さらに陽介は、「この一連の練習メニューをこなして行けるようになれば、一つのリズムが出来て、試合に入りやすくなるはすです。」と続けた。しかしこの練習は、時間が短いので集中してやらないと意味がないこと、次の練習に移る時は、走って移ること、またメンバー全員が参加する練習が多くなるので、練習中に転がってしまうボールのケアも、練習以上に重要だと諭した。
そして、一連の練習が終わり、1分~2分休憩をしてから、あらためて次の練習に入ることを、伝えた。
陽介は説明を終え、「時間も無いので、早速ウォーミングアップから始めま~す!」と、ホイッスルを吹き練習をスタートさせた。

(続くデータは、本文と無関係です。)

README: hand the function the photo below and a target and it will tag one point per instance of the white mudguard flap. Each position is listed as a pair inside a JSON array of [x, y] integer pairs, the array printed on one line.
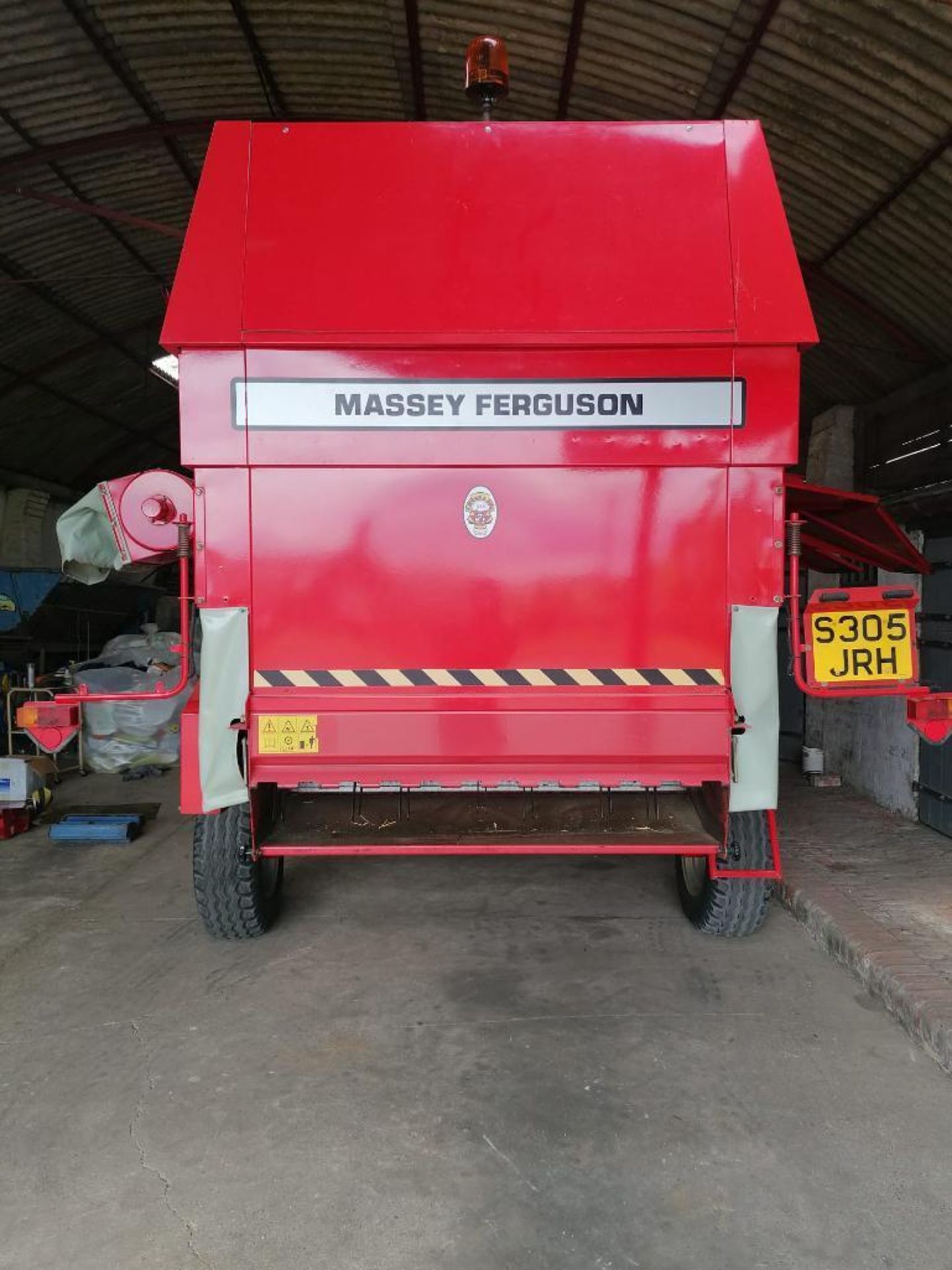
[[223, 698], [757, 698]]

しかし、陽介の話しを理解したのかしないのか、ウォーミングアップ1種目目の『ダッシュ』は、誰が見てもジョギングだった。陽介はすぐにホイッスルを吹いて動作を止め、「皆な、僕の話しを理解してますか?僕は短い時間しかないから、集中してやりましょう!と言ったんですよ。もう一度『ダッシュ』からやり直しましょう!」と、指示した。
新しい練習メニューを始めた初日、メンバーは嫌々ながらではあったが、一応一連の練習を終えた。
練習後、勝つために、そして勝ってのみ味わえる、歓び・楽しさを感じるために、一緒に頑張りましょうと、陽介が総括をしているとき、あのヨシちゃん(中華料理屋で大活躍、象アザラシ)が、またもやかき回す発言をし、物議を醸し出す。